From: "Chen, Kenneth W" <kenneth.w.chen@intel.com>
To: "Andrew Morton" <akpm@osdl.org>
Cc: <linux-kernel@vger.kernel.org>
Subject: [rfc patch] optimize o_direct on block device
Date: Wed, 29 Nov 2006 19:25:05 -0800
Message-ID: <000301c7142f$21706160$ff0da8c0@amr.corp.intel.com>
MIME-Version: 1.0
Content-Type: text/plain;
	charset="US-ASCII"
Content-Transfer-Encoding: 7bit
Thread-Index: AccULyElcy5ueH13TBKnEywstupqcg==
Sender: linux-kernel-owner@vger.kernel.org
Content-Length: 8528
Lines: 267

I've been complaining about O_DIRECT I/O processing being exceedingly
complex and slow since March 2005, see posting below:
http://marc.theaimsgroup.com/?l=linux-kernel&m=111033309732261&w=2

At that time, a patch was written for raw device to demonstrate that
large performance head room is achievable (at ~20% speedup for micro-
benchmark and ~2% for db transaction processing benchmark) with a tight
I/O submission processing loop.

Since raw device is being slowly phased out, I've rewritten the patch
for block device.  O_DIRECT on block device is much simpler than O_D
on file system. Part of the reason that direct_io_worker is so complex
is because of O_D on file system, where it needs to perform block
allocation, hole detection, extents file on write, and tons of other
corner cases. The end result is that it takes tons of CPU time to
submit an I/O.

For block device, the block allocation is much simpler and I can write
a really tight double loop to iterate each iovec and each page within
the iovec in order to construct/prepare bio structure and then subsequently
submit it to the block layer.

So here it goes, posted here for comments.

A few notes on the patch:

(1) I need a vector structure similar to pagevec, however, pagevec doesn't
    have everything that I need, i.e., an iterator variable.  So I create a
    new struct pvec.  Maybe something can be worked out with pagevec?
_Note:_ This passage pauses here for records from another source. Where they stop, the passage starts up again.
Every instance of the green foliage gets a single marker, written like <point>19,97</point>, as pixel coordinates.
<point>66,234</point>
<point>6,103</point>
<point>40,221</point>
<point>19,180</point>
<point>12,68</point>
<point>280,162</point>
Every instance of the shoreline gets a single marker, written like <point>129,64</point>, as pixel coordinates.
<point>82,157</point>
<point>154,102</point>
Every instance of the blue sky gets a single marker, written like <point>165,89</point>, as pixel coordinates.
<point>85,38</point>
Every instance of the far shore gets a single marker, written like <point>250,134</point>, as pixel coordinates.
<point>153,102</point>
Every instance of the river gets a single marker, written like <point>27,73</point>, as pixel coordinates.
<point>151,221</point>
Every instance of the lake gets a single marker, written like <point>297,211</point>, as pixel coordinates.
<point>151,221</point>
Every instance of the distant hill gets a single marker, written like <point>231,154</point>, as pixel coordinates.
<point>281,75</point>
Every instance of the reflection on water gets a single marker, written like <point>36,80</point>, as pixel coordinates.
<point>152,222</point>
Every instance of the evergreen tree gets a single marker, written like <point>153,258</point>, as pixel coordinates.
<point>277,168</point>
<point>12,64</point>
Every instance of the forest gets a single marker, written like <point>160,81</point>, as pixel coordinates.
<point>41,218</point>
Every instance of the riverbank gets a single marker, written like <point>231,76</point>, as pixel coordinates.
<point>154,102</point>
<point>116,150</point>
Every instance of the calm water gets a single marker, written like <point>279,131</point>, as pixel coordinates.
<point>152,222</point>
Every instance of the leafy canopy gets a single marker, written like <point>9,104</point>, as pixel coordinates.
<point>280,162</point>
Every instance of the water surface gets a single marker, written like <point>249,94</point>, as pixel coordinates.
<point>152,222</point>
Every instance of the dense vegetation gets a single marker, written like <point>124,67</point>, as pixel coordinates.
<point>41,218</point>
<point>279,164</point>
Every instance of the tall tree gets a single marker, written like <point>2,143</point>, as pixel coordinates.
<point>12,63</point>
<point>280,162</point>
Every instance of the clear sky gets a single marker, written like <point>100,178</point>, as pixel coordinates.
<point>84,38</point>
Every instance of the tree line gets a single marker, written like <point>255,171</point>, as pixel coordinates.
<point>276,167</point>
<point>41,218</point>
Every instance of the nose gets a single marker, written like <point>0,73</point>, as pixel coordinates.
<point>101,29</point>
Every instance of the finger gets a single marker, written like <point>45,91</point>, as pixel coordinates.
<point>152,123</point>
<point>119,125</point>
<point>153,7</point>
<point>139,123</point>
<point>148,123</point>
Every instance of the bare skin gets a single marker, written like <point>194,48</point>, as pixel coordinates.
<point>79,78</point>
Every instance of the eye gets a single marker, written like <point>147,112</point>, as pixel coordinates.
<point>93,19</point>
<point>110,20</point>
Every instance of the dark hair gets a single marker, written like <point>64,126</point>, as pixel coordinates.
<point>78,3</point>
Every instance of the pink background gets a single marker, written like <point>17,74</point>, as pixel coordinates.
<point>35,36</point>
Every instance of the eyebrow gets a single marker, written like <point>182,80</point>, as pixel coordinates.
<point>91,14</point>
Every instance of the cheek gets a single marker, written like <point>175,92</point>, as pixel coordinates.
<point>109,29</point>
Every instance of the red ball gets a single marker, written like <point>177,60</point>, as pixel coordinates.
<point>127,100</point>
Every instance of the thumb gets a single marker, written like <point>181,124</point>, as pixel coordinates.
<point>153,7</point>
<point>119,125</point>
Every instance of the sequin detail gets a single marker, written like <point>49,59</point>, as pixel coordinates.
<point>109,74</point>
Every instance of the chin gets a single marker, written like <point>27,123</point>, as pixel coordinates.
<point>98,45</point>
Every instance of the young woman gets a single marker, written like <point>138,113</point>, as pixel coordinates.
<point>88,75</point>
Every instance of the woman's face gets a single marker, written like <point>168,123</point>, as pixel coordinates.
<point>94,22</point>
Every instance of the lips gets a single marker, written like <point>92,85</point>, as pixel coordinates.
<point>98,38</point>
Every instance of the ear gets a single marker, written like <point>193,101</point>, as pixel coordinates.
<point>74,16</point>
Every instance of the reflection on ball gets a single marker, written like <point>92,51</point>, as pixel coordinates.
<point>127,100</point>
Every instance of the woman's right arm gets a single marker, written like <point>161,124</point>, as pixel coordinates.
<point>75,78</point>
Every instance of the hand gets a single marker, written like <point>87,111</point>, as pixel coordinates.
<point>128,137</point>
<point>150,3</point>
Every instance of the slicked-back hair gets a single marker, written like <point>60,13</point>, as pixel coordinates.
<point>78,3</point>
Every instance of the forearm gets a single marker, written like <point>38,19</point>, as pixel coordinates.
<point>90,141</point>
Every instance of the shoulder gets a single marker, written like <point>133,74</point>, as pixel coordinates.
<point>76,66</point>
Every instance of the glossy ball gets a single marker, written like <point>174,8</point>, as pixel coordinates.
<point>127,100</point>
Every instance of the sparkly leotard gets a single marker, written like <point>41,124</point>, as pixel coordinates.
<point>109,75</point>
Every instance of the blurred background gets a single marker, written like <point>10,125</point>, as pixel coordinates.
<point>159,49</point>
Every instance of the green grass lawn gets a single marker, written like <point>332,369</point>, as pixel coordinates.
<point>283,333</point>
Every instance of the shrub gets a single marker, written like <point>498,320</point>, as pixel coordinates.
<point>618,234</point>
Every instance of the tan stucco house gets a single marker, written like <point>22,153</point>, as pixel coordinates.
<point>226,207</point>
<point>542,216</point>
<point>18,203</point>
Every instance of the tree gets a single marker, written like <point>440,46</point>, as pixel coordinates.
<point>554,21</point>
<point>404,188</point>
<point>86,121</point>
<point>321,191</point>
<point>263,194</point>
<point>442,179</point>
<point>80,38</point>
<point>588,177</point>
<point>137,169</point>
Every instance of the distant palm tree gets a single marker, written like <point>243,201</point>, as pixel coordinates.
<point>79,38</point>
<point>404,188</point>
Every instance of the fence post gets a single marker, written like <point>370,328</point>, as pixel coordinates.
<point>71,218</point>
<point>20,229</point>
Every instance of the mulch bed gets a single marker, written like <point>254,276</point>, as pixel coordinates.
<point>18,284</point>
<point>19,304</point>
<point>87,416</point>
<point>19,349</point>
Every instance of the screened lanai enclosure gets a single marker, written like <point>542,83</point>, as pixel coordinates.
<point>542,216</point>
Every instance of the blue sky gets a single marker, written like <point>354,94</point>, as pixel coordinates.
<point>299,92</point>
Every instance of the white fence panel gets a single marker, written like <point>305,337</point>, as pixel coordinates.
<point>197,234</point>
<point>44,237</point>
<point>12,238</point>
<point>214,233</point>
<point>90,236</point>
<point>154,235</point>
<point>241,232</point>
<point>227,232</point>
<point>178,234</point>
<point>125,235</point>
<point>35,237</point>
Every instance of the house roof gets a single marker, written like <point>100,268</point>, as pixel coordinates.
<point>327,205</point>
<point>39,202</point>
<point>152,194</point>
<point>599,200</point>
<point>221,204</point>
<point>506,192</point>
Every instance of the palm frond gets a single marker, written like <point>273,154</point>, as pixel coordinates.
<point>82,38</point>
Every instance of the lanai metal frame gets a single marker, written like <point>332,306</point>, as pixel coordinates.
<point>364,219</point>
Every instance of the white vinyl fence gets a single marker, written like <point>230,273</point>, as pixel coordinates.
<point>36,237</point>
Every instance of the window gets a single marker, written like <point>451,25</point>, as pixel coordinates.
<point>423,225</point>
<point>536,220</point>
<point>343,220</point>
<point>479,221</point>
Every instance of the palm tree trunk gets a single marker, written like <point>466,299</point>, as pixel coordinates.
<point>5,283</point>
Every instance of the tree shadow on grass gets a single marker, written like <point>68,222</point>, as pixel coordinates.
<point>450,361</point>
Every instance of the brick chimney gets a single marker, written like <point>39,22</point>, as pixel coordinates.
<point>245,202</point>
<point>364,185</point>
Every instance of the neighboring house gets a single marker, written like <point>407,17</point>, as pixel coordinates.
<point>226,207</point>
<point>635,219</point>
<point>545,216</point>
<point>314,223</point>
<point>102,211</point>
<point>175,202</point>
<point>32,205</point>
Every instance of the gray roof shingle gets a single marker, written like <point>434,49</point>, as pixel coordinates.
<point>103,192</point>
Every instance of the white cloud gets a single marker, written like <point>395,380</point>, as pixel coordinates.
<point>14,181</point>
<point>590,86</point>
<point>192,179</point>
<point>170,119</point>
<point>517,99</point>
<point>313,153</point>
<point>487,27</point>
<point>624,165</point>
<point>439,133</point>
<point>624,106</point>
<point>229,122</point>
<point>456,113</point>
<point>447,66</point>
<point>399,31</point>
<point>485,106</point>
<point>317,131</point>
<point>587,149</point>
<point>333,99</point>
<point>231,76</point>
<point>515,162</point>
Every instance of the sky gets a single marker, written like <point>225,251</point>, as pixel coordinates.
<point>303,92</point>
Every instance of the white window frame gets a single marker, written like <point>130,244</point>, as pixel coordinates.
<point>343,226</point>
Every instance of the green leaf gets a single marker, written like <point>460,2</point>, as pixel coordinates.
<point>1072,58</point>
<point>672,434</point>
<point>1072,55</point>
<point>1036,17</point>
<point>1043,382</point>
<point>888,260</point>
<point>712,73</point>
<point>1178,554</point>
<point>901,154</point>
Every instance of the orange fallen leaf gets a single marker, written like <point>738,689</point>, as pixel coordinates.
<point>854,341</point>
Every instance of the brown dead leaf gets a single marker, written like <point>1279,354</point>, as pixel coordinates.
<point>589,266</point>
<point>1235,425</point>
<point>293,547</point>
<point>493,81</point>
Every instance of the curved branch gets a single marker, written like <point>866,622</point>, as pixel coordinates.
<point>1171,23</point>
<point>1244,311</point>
(2) there are some inconsistency for synchronous I/O: condition to update
    ppos and condition to wait on sync_kiocb is incompatible.  Call chain
    looks like the following:

    do_sync_read
       generic_file_aio_read
         ...
           blkdev_direct_IO

    do_sync_read will wait for I/O completion only if lower function returned
    -EIOCBQUEUED. Updating ppos is done via generic_file_aio_read, but only
    if the lower function returned positive value. So I either have to construct
    my own wait_on_sync_kiocb, or hack around the ppos update.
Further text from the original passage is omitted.